As elites ainda morrem de medo do que significa o Lula. Temos de fazer uma grande campanha para defendê-lo. Eu conheço os processos e não existe uma prova contra ele. Segundo relatos de jornais, os procuradores rejeitaram a delação de um executivo da Odebrecht, Alexandrino Alencar, porque ele não falou nada para incriminar Lula. Só aceitaram após ele citar o ex-presidente.

Jogo de Carta

  • ‘O PT subestimou a luta de classes’, diz Lindbergh a Mino Carta (Foto: Tadeu Amaral)

 

JC: Enquanto isso, os outros alvos não são incomodados…

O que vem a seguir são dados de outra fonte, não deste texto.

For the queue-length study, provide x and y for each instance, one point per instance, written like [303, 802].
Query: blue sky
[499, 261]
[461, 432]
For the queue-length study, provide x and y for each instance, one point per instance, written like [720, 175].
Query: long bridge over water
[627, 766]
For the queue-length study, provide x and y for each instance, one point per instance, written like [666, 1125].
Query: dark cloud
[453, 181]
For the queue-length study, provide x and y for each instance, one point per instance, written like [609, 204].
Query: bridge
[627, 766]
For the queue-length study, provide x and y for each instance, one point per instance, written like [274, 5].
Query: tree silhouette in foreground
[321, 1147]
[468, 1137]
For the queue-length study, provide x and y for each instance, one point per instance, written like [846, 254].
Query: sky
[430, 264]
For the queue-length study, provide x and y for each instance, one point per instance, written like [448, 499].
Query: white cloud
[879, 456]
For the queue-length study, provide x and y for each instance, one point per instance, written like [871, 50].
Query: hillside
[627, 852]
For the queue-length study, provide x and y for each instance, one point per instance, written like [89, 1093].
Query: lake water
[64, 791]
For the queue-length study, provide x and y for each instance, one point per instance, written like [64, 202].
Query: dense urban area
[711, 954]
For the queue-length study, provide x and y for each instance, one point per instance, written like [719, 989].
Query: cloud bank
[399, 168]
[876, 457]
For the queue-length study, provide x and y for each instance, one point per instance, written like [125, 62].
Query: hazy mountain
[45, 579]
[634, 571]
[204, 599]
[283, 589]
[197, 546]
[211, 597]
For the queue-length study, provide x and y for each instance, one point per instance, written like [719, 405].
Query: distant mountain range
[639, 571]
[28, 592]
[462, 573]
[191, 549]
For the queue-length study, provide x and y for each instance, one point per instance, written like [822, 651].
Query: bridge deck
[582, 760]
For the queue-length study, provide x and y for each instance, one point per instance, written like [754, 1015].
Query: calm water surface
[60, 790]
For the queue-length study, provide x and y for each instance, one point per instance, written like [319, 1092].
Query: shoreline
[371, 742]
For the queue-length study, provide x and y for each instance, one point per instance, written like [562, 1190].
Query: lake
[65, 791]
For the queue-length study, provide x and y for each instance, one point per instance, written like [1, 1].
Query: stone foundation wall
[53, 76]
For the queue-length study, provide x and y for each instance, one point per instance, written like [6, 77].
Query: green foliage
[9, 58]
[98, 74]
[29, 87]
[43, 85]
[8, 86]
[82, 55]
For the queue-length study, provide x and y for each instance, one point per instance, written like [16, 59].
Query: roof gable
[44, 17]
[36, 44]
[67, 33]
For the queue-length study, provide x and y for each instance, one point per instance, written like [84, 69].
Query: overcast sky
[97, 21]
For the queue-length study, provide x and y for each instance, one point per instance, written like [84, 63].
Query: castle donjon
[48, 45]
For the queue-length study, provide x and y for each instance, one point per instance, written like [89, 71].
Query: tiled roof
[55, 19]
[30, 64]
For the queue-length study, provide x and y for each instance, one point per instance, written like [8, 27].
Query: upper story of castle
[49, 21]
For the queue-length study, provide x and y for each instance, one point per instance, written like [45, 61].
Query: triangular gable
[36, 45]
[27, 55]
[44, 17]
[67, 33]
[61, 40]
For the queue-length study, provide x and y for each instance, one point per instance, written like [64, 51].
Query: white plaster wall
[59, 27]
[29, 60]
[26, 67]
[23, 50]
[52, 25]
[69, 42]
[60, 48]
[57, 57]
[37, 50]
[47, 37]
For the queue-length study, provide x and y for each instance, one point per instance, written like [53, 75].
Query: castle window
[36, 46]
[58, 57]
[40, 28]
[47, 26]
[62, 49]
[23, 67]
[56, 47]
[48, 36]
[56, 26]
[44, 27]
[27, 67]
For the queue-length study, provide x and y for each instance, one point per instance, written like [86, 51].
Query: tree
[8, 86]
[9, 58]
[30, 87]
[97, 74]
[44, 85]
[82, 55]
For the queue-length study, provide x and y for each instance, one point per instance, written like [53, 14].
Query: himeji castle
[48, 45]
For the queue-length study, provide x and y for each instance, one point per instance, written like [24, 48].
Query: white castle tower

LF: É uma seletividade impressionante. Ninguém fala mais dos 23 milhões de José Serra, com conta no exterior. Ninguém fala mais das delações contra Aécio Neves. No caso de Aécio, um delator da OAS falou de propina na construção daquele Centro Administrativo (erguido em Belo Horizonte). E se fosse o Lula?

JC: Haverá coragem para prender efetivamente o ex-presidente?

LF: Desse pessoal espero qualquer coisa. São promotores e juízes de classe média alta que vivem em círculos abastados. Uma atitude dessas pode ser aplaudida nesses meios. Investigação tem de ter, mas é possível fazer investigação sem espetáculo. Espero que tenham juízo.

Não vamos aceitar que inabilitem ele. O ex-presidente conquistou uma importante vitória na ONU, que aceitou a denúncia apresentada por seus advogados. Coloca esses procuradores, alguns irresponsáveis, sob a mira da repercussão internacional. Quero muito ver o Lula presidente da República de novo. Ele fez um governo de ampla conciliação nacional, e olha o que fizeram com ele.

JC: Para quando está prevista a troca de comando no PT?

LF: O Congresso deve ocorrer em março e teremos uma reunião do diretório nacional em 9 de dezembro. Nela definiremos o calendário de debate interno. Tem muita gente que quer uma mudança de rumo no PT, aproximar o partido das ruas.

JC: Há o risco de uma grande debandada da legenda?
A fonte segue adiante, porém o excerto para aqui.